These deep learning models keep growing in terms of size, and typically contain billions of model parameters to scale model performance for a wide variety of tasks, such as image generation, text summarization, language translation, and more. There is also a need to customize these models to deliver a hyper-personalized experience to individuals. As a result, a greater number of models are being developed by fine-tuning these models for various downstream tasks. To meet the latency and throughput goals of AI applications, GPU instances are preferred over CPU instances (given the computational power GPUs offer). However, GPU instances are expensive and costs can add up if you’re deploying more than 10 models. Although these models can potentially bring impactful AI applications, it may be challenging to scale these deep learning models in cost-effective ways due to their size and number of models.

Amazon SageMaker multi-model endpoints (MMEs) provide a scalable and cost-effective way to deploy a large number of deep learning models. MMEs are a popular hosting choice to host hundreds of CPU-based models among customers like Zendesk, Veeva, and AT&T. Previously, you had limited options to deploy hundreds of deep learning models that needed accelerated compute with GPUs. Today, we announce MME support for GPU. Now you can deploy thousands of deep learning models behind one SageMaker endpoint. MMEs can now run multiple models on a GPU core, share GPU instances behind an endpoint across multiple models, and dynamically load and unload models based on the incoming traffic. With this, you can significantly save cost and achieve the best price performance.

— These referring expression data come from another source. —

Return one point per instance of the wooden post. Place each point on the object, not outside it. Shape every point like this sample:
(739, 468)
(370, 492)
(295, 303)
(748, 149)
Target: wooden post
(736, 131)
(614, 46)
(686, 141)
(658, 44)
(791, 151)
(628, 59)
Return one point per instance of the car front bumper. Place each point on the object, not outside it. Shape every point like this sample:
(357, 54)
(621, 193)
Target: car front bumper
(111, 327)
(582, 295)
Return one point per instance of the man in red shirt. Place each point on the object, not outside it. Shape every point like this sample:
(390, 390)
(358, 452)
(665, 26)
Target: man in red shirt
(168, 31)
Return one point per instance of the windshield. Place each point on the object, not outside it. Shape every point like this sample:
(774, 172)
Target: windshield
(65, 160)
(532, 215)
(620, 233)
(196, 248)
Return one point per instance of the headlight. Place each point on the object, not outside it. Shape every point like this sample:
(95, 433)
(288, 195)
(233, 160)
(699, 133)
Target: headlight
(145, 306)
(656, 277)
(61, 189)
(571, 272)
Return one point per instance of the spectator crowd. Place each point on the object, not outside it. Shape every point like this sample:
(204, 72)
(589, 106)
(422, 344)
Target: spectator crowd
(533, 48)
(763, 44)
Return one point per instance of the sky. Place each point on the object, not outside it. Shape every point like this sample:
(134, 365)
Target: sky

In this post, we show how to run multiple deep learning models on GPU with SageMaker MMEs.

SageMaker MME

SageMaker MMEs enable you to deploy multiple models behind a single inference endpoint that may contain one or more instances. With MMEs, each instance is managed to load and serve multiple models. MMEs enable you to break the linearly increasing cost of hosting multiple models and reuse infrastructure across all the models.

The following diagram illustrates the architecture of a SageMaker MME.

The SageMaker MME dynamically downloads models from Preprosta storitev shranjevanja Amazon (Amazon S3) when invoked, instead of downloading all the models when the endpoint is first created. As a result, an initial invocation to a model might see higher inference latency than the subsequent inferences, which are completed with low latency. If the model is already loaded on the container when invoked, then the download and load step is skipped and the model returns the inferences with low latency. For example, assume you have a model that is only used a few times a day. It is automatically loaded on demand, whereas frequently accessed models are retained in memory and invoked with consistently low latency.

SageMaker MMEs with GPU support

SageMaker MME z GPE delujejo z uporabo NVIDIA Triton Inference Server. NVIDIA Triton Inference Server is an open-source inference serving software that simplifies the inference serving process and provides high inference performance. Triton supports all major training and inference frameworks, such as TensorFlow, NVIDIA® TensorRT™, PyTorch, MXNet, Python, ONNX, XGBoost, Scikit-learn, RandomForest, OpenVINO, custom C++, and more. It offers dynamic batching, concurrent runs, post-training quantization, and optimal model configuration to achieve high-performance inference. Additionally, NVIDIA Triton Inference Server has been extended to implement pogodba MME API, to integrate with MME.

The following diagram illustrates an MME workflow.

Koraki poteka dela so naslednji:

The SageMaker MME receives an HTTP invocation request for a particular model using TargetModel in the request along with the payload.
SageMaker routes traffic to the right instance behind the endpoint where the target model is loaded. SageMaker understands the traffic pattern across all the models behind the MME and smartly routes requests.
SageMaker takes care of model management behind the endpoint, dynamically loads the model to the container’s memory, and unloads the model based from the shared fleet of GPU instances to give the best price performance.
SageMaker dynamically downloads models from Amazon S3 to the instance’s storage volume. If the invoked model isn’t available on the instance storage volume, the model is downloaded onto the instance storage volume. If the instance storage volume reaches capacity, SageMaker deletes any unused models from the storage volume.
SageMaker loads the model to the NVIDIA Triton container’s memory on a GPU accelerated instance and serve the inference request. The GPU core is shared by all the models in an instance. If the model is already loaded in the container memory, the subsequent requests are served faster because SageMaker doesn’t need to download and load it again.
SageMaker skrbi za oblikovanje prometa do končne točke MME in vzdržuje optimalne kopije modela na instancah GPE za najboljšo cenovno zmogljivost. Še naprej usmerja promet do primerka, kjer je naložen model. Če viri instance dosežejo zmogljivost zaradi visoke izkoriščenosti, SageMaker razloži najmanj uporabljene modele iz vsebnika, da sprosti vire za nalaganje pogosteje uporabljenih modelov.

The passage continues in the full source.